PREPARATION AND CHARACTERIZATION OF SPIN-LABELED OLIGONUCLEOTIDES FOR DNA HYBRIDIZATION

被引:28
作者
STROBEL, OK [1 ]
KRYAK, DD [1 ]
BOBST, EV [1 ]
BOBST, AM [1 ]
机构
[1] UNIV CINCINNATI,DEPT CHEM,CINCINNATI,OH 45221
关键词
D O I
10.1021/bc00008a003
中图分类号
Q5 [生物化学];
学科分类号
071010 ; 081704 ;
摘要
Sequence-specific spin-labeled oligodeoxynucleotides with conformation-sensitive electron paramagnetic resonance (EPR) signals are synthesized and examined as solution-phase nucleic acid hybridization probes. Either a proxyl or tempo ring linked to the C(5) position of deoxyuridine (dU) by a nonrigid two-atom methylamino tether is incorporated within 15-mers by phosphotriester chemistry yielding stable spin-labeled probes with distinctive EPR specific activity (A(EPR)) values.

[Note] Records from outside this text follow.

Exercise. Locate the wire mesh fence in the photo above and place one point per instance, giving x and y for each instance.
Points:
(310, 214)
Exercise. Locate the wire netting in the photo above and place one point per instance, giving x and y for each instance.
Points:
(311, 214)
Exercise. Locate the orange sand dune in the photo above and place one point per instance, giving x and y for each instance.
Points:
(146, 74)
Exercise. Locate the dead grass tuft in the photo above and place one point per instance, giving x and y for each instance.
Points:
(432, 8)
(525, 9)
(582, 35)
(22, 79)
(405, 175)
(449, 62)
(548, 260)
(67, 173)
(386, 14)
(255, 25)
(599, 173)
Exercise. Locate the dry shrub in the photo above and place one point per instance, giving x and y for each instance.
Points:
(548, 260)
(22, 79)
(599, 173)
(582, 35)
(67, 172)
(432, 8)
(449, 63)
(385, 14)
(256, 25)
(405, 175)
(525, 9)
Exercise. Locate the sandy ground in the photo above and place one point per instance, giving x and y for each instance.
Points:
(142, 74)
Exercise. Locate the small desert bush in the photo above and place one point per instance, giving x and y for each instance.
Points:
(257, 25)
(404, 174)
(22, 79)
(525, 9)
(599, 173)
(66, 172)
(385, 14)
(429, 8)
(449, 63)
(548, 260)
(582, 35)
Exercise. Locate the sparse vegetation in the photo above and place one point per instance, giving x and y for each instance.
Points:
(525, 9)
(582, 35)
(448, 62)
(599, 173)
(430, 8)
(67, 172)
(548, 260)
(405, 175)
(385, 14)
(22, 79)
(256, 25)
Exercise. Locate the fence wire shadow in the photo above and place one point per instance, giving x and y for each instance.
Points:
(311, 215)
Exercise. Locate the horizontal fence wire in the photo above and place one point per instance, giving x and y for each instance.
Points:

The A(EPR) is greater for a proxyl-labeled than for a tempo-labeled probe and is consistent with EPR data of enzymatically labeled 26-mers [Bobst, A. M., Pauly, G. T., Keyes, R. S., and Bobst, E. V. (1988) FEBS Lett. 228, 33-36], after normalizing for percent labeling. The spectral characteristics of the free probes and the probe/target complexes are similar to those of enzymatically spin-labeled nucleic acids containing a different nonrigid two-atom-tethered spin label [Bobst, A. M., Kao, S.-C., Toppin, R. C., Ireland, J. C., and Thomas, I. E. (1984) J. Mol. Biol. 173,63-701. The presence of target DNA is detected in solution by EPR spectroscopy and the assay is based on the characteristic line-shape change associated with hybridization. The EPR spectra of free and bound probe reflect little interference from changes in global dynamics of the probe, and the line-shape change upon complexation results primarily from a change in local base dynamics. The presence or absence of hybridization can be detected in a loop-gap resonator with about 1 pmol of spin-labeled 15-mer within minutes.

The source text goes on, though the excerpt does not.